Whenever the board is prepared to make a loan, a notice stating the time when the bids shall be opened, shall be sent by mail to every applicant at least fifteen days before the daj for opening the bids.”

These by-laws, therefore, require the making of competitive bids which shall be opened at specified times, and notice when they are to be opened to be sent to the applicant. There is no evidence in this record to show that this was done, and it cannot rest upon presumption. Where this provision has not been complied with and the payments made are more than the legal rate of interest, the contracts are held usurious. Myers v. Building Ass’n, 117 Mich. 389. In that case a minimum premium was required in contravention of the law; See, also, *124Clarke v. Connors, 18 S. Dak. 600; 6 Cyc. p. 149; Wightman v. Suddard, 93 Ill. App. 142.

Defendant Summers testified that he wanted a loan of $2,000 and talked with the company’s agent about it, and they talked about the stock, and that the agent told him:

“ If I borrowed it in that way, I could pay it in three years. I could pay it all up in three years. * * * Hayes [the company’s agent] did all of this business for me. He made this loan. It was talked over with him and with the agent, and the understanding was, when I paid the $2,000 and interest, that was all there was of it.”

It is quite manifest that Summers understood, and he had good reason to so understand, that, when he had paid this loan, he was entitled to some stock, and that he did not understand that he was to pay $4,000, $2,000 for his mortgage and $2,000 for stock. Complainant seeks to apply $12 per month under the contract on the bonus stock in which defendants in fact had no interest whatever. For what purpose 40 shares of stock should be issued in the name of Mr. Summers, and 20 shares immediately assigned back to the company, is rather incomprehensible to me. At all events, Summers was required, under complainant’s theory, to pay $12 per month upon stock in which he had no interest. Defendants have paid considerably more than 6 per cent, on the loan. They paid 6 per cent, a year for many years on $2,000, when, in fact, they received only $1,860. Under the above authorities, and under National Mut. Bldg. & Loan Ass’n v. Burch, and Hoskins v. Loan Ass’n, supra, the contract must be held usurious.

3. It is next urged that defendants Sanders and Bark-ham are estopped to set up the defense of usury because they took the deed subject to the mortgage.

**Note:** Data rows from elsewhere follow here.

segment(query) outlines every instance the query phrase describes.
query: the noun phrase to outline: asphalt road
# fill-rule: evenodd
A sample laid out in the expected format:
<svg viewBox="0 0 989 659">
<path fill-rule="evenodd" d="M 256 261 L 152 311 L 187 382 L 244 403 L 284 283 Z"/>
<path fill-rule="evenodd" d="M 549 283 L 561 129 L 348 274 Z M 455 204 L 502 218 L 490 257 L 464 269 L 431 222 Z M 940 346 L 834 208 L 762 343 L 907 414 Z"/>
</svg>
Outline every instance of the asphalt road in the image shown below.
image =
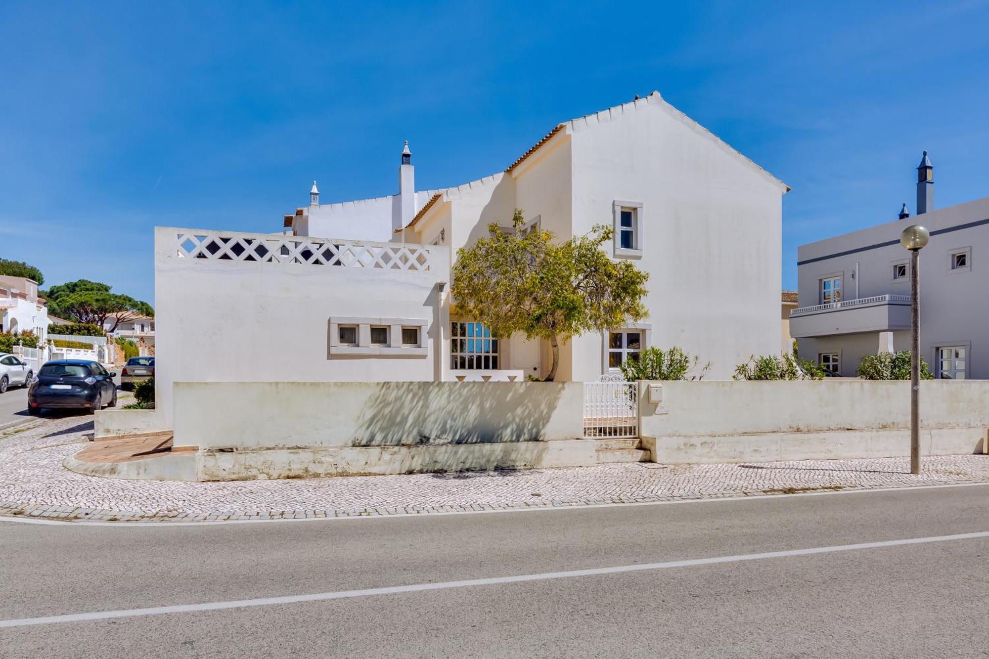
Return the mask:
<svg viewBox="0 0 989 659">
<path fill-rule="evenodd" d="M 0 656 L 987 657 L 987 499 L 969 486 L 299 522 L 0 521 Z M 908 538 L 929 540 L 839 546 Z M 753 556 L 764 552 L 788 553 Z M 591 572 L 545 576 L 569 570 Z M 520 575 L 544 577 L 503 579 Z M 478 579 L 490 581 L 424 590 Z M 395 590 L 263 600 L 380 588 Z"/>
</svg>

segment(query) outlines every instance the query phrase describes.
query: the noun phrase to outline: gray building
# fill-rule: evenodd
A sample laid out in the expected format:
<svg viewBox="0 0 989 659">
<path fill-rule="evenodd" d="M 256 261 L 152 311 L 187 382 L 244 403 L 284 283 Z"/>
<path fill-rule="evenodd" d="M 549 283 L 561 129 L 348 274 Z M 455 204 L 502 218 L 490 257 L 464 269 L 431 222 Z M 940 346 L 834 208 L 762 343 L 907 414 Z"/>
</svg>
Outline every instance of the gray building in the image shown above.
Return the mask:
<svg viewBox="0 0 989 659">
<path fill-rule="evenodd" d="M 989 378 L 989 197 L 934 209 L 934 167 L 917 168 L 918 215 L 797 248 L 801 358 L 854 377 L 866 354 L 910 348 L 910 253 L 900 232 L 922 225 L 920 344 L 936 377 Z"/>
</svg>

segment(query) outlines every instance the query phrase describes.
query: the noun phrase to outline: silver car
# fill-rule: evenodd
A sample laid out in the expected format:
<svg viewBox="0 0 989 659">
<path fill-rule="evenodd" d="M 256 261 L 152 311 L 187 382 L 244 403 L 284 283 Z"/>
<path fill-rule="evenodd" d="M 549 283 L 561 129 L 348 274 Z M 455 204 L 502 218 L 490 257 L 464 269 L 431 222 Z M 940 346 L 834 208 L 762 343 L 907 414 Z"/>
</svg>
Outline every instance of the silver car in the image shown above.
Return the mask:
<svg viewBox="0 0 989 659">
<path fill-rule="evenodd" d="M 0 394 L 6 393 L 11 385 L 27 387 L 34 376 L 31 366 L 21 361 L 20 357 L 0 352 Z"/>
</svg>

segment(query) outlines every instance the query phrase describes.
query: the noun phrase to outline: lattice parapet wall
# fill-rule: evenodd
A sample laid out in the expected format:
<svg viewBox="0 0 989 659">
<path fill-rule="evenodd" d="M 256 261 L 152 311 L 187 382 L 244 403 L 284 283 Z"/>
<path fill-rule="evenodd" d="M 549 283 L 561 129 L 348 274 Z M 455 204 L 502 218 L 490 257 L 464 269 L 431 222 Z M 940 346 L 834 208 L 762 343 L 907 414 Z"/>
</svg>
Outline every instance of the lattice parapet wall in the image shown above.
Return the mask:
<svg viewBox="0 0 989 659">
<path fill-rule="evenodd" d="M 227 232 L 177 233 L 175 244 L 180 258 L 302 263 L 386 270 L 430 269 L 429 247 L 417 244 L 356 242 Z"/>
</svg>

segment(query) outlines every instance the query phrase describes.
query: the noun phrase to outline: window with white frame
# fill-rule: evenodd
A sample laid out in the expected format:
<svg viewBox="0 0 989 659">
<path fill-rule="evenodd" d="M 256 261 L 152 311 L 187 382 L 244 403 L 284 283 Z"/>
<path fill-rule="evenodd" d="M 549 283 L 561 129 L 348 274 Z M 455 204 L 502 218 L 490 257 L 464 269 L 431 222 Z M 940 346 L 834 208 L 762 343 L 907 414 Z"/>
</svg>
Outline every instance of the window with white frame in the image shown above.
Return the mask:
<svg viewBox="0 0 989 659">
<path fill-rule="evenodd" d="M 821 304 L 830 305 L 842 301 L 842 278 L 826 277 L 821 280 Z"/>
<path fill-rule="evenodd" d="M 498 339 L 483 323 L 450 323 L 450 368 L 488 370 L 498 368 Z"/>
<path fill-rule="evenodd" d="M 642 330 L 608 332 L 608 369 L 616 371 L 629 359 L 638 359 L 642 351 Z"/>
<path fill-rule="evenodd" d="M 329 357 L 428 355 L 426 319 L 344 318 L 329 319 Z"/>
<path fill-rule="evenodd" d="M 818 355 L 818 364 L 829 376 L 842 374 L 842 357 L 838 352 L 822 352 Z"/>
<path fill-rule="evenodd" d="M 642 256 L 642 204 L 640 202 L 614 202 L 614 255 L 617 257 Z"/>
<path fill-rule="evenodd" d="M 403 328 L 402 329 L 402 344 L 403 345 L 418 345 L 419 344 L 419 329 L 418 328 Z"/>
<path fill-rule="evenodd" d="M 541 229 L 542 229 L 542 216 L 537 215 L 532 220 L 529 220 L 527 223 L 525 223 L 525 225 L 523 225 L 520 230 L 518 230 L 518 235 L 520 236 L 525 236 L 534 232 L 538 233 Z"/>
<path fill-rule="evenodd" d="M 336 329 L 336 337 L 340 345 L 357 345 L 357 326 L 338 326 Z"/>
<path fill-rule="evenodd" d="M 967 348 L 964 345 L 944 345 L 938 348 L 938 377 L 943 380 L 964 380 Z"/>
<path fill-rule="evenodd" d="M 388 345 L 388 326 L 371 326 L 371 345 Z"/>
</svg>

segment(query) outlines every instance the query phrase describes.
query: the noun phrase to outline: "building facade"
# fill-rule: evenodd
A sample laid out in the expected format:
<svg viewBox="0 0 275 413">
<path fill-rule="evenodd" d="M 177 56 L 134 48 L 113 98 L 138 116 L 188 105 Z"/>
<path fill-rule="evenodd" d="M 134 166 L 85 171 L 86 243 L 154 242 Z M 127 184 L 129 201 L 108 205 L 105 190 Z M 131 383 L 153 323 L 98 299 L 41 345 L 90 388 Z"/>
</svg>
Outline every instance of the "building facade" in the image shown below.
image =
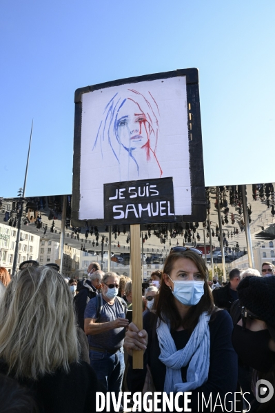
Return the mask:
<svg viewBox="0 0 275 413">
<path fill-rule="evenodd" d="M 17 229 L 0 223 L 0 267 L 5 267 L 12 273 L 14 259 L 15 241 Z M 17 268 L 23 261 L 29 259 L 39 261 L 40 236 L 20 231 Z"/>
<path fill-rule="evenodd" d="M 253 248 L 253 256 L 255 268 L 262 273 L 263 263 L 269 262 L 275 265 L 275 243 L 273 241 L 265 241 L 261 246 Z M 241 270 L 246 270 L 249 266 L 248 263 L 248 255 L 244 255 L 235 260 L 230 265 L 228 270 L 239 268 Z"/>
</svg>

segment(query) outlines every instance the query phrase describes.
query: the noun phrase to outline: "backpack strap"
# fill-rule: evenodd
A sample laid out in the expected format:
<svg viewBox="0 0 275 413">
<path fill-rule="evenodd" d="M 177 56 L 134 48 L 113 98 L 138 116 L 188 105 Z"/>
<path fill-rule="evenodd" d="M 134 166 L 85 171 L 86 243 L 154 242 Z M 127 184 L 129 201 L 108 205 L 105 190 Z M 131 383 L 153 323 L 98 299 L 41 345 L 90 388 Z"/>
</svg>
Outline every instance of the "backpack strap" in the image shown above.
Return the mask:
<svg viewBox="0 0 275 413">
<path fill-rule="evenodd" d="M 101 316 L 103 306 L 103 300 L 102 298 L 102 294 L 101 293 L 97 294 L 96 294 L 96 323 L 99 322 L 99 319 Z"/>
</svg>

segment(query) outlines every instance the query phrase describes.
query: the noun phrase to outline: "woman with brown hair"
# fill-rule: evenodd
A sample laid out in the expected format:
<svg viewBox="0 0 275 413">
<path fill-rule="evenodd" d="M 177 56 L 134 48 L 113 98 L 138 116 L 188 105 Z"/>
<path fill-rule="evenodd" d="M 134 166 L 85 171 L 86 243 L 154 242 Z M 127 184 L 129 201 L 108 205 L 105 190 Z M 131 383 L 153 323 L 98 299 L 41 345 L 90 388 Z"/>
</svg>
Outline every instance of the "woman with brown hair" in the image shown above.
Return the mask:
<svg viewBox="0 0 275 413">
<path fill-rule="evenodd" d="M 0 282 L 5 287 L 10 282 L 10 275 L 4 267 L 0 267 Z"/>
<path fill-rule="evenodd" d="M 133 350 L 145 350 L 143 370 L 132 370 L 132 392 L 192 391 L 188 407 L 192 412 L 214 411 L 218 397 L 221 403 L 216 402 L 214 411 L 225 411 L 225 405 L 230 408 L 237 385 L 232 322 L 226 311 L 214 308 L 207 275 L 199 250 L 172 249 L 155 311 L 144 316 L 143 330 L 131 323 L 126 333 L 124 345 L 130 356 Z M 212 399 L 208 407 L 202 407 L 203 398 L 206 403 Z M 183 396 L 179 406 L 184 407 Z"/>
</svg>

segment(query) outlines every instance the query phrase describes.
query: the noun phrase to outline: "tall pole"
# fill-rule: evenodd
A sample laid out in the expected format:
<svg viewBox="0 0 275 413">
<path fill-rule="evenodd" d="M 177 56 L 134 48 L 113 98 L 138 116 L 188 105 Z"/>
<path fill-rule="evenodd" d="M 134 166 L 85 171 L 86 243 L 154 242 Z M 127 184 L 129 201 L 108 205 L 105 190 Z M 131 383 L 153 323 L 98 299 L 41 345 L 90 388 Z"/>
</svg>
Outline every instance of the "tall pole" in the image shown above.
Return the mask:
<svg viewBox="0 0 275 413">
<path fill-rule="evenodd" d="M 141 272 L 142 272 L 142 282 L 144 281 L 144 271 L 143 271 L 143 232 L 141 232 Z"/>
<path fill-rule="evenodd" d="M 20 241 L 20 230 L 21 230 L 21 223 L 22 223 L 21 221 L 22 221 L 23 210 L 23 207 L 24 207 L 25 190 L 26 190 L 26 182 L 27 182 L 28 168 L 28 166 L 29 166 L 29 158 L 30 158 L 30 144 L 32 143 L 32 126 L 33 126 L 33 119 L 32 119 L 32 128 L 31 128 L 31 130 L 30 130 L 30 142 L 29 142 L 29 150 L 28 151 L 27 164 L 26 164 L 26 166 L 24 185 L 23 187 L 22 197 L 21 199 L 21 209 L 19 210 L 19 216 L 18 216 L 18 221 L 17 221 L 17 241 L 15 241 L 14 258 L 14 260 L 13 260 L 13 265 L 12 265 L 12 275 L 13 276 L 15 275 L 15 273 L 17 272 L 17 267 L 18 252 L 19 252 L 19 241 Z"/>
<path fill-rule="evenodd" d="M 245 238 L 247 245 L 248 262 L 250 268 L 255 268 L 254 260 L 253 256 L 252 242 L 251 241 L 251 233 L 249 227 L 249 219 L 247 212 L 247 200 L 245 194 L 246 185 L 241 185 L 242 201 L 243 209 L 243 220 L 245 221 Z"/>
<path fill-rule="evenodd" d="M 210 243 L 211 266 L 212 268 L 212 278 L 213 278 L 214 276 L 214 262 L 213 262 L 212 234 L 211 234 L 210 211 L 208 211 L 208 214 L 207 214 L 207 221 L 208 221 L 208 230 L 209 230 L 209 241 L 210 241 Z"/>
<path fill-rule="evenodd" d="M 220 245 L 221 252 L 221 261 L 223 263 L 223 281 L 226 281 L 226 270 L 225 270 L 225 252 L 223 250 L 223 225 L 221 225 L 221 206 L 220 206 L 220 189 L 218 186 L 216 187 L 217 201 L 218 201 L 218 227 L 220 228 Z"/>
<path fill-rule="evenodd" d="M 205 230 L 203 230 L 203 242 L 204 242 L 204 259 L 205 259 L 205 265 L 206 265 L 207 263 L 207 258 L 206 256 Z"/>
<path fill-rule="evenodd" d="M 63 256 L 64 254 L 64 238 L 65 238 L 65 228 L 66 224 L 66 212 L 67 212 L 67 195 L 63 196 L 62 203 L 62 217 L 61 217 L 61 232 L 60 233 L 59 243 L 59 272 L 62 274 L 63 271 Z"/>
<path fill-rule="evenodd" d="M 101 239 L 101 271 L 103 270 L 104 238 Z"/>
<path fill-rule="evenodd" d="M 111 241 L 112 241 L 112 225 L 109 225 L 109 245 L 108 245 L 108 272 L 111 271 Z"/>
</svg>

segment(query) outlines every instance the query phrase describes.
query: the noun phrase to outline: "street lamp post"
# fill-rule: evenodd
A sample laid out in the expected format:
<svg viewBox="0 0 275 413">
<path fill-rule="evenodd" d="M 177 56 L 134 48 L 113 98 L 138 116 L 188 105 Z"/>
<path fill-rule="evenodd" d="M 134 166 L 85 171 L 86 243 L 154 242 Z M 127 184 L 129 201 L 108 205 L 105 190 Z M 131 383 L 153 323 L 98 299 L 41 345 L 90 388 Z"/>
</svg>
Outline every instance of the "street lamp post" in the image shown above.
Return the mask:
<svg viewBox="0 0 275 413">
<path fill-rule="evenodd" d="M 19 252 L 19 241 L 20 241 L 20 230 L 21 230 L 21 223 L 22 223 L 21 221 L 22 221 L 23 209 L 24 207 L 25 190 L 26 190 L 26 183 L 27 181 L 28 168 L 28 165 L 29 165 L 30 144 L 32 142 L 32 126 L 33 126 L 33 119 L 32 119 L 32 128 L 30 130 L 29 150 L 28 152 L 27 164 L 26 166 L 24 185 L 23 187 L 23 192 L 22 192 L 22 194 L 21 194 L 21 209 L 19 210 L 19 216 L 18 216 L 17 236 L 17 241 L 15 241 L 14 257 L 13 265 L 12 265 L 12 276 L 15 275 L 15 273 L 17 272 L 17 267 L 18 252 Z"/>
</svg>

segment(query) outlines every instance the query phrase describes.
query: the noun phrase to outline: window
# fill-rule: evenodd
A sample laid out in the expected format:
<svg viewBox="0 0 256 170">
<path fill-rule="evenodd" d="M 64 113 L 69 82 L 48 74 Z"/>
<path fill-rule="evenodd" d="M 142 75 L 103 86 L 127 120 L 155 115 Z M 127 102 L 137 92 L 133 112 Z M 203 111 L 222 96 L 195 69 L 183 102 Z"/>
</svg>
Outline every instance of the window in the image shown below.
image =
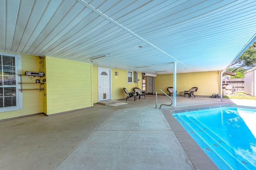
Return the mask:
<svg viewBox="0 0 256 170">
<path fill-rule="evenodd" d="M 20 55 L 0 53 L 0 112 L 22 109 L 22 93 L 18 88 L 21 66 Z"/>
<path fill-rule="evenodd" d="M 133 79 L 132 71 L 127 71 L 127 83 L 132 83 Z"/>
</svg>

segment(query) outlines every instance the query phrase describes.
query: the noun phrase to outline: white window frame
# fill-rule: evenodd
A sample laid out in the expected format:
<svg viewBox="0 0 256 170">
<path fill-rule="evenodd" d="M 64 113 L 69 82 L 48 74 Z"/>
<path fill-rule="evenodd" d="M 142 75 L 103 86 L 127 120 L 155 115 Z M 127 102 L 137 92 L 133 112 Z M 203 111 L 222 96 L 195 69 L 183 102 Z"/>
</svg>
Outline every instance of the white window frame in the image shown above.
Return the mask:
<svg viewBox="0 0 256 170">
<path fill-rule="evenodd" d="M 129 72 L 130 72 L 131 73 L 132 77 L 130 76 L 129 73 Z M 133 71 L 127 70 L 126 75 L 127 75 L 127 83 L 133 83 Z M 128 81 L 128 78 L 129 77 L 132 77 L 132 81 L 131 82 L 129 81 Z"/>
<path fill-rule="evenodd" d="M 20 83 L 20 77 L 19 75 L 22 74 L 21 55 L 6 51 L 0 51 L 1 55 L 7 55 L 15 57 L 15 72 L 16 78 L 16 106 L 6 107 L 0 107 L 0 113 L 16 111 L 23 109 L 22 101 L 22 93 L 20 90 L 19 83 Z"/>
</svg>

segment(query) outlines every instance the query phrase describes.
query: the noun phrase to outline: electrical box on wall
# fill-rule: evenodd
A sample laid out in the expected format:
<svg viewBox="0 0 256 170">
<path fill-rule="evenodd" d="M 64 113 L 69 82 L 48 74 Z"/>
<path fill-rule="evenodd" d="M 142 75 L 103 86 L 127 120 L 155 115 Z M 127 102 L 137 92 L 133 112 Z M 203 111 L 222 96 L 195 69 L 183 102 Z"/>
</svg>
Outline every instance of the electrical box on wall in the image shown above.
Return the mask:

In making the deed, both the grantor and the grantees treated this mortgage as securing only the loan of $2,000, and the defendants Sanders and Barkham purchased it, paying the value of the land less the amount which Summers had actually paid thereon. Where the grantee has received as a part of the consideration the benefit of the amounts *125claimed to be usurious, the law estops him to set up usury. But where such amount has not been deducted from the purchase price, he is not estopped. National Mut. Bldg. & Loan Ass’n v. Retzman, supra; Crawford v. Nimmons, 180 Ill. 143; Berdan v. Sedgwick, 44 N. Y. 626.

The decree is affirmed, with costs.

Blair, Montgomery, Ostrander, and Hooker, JJ., • concurred.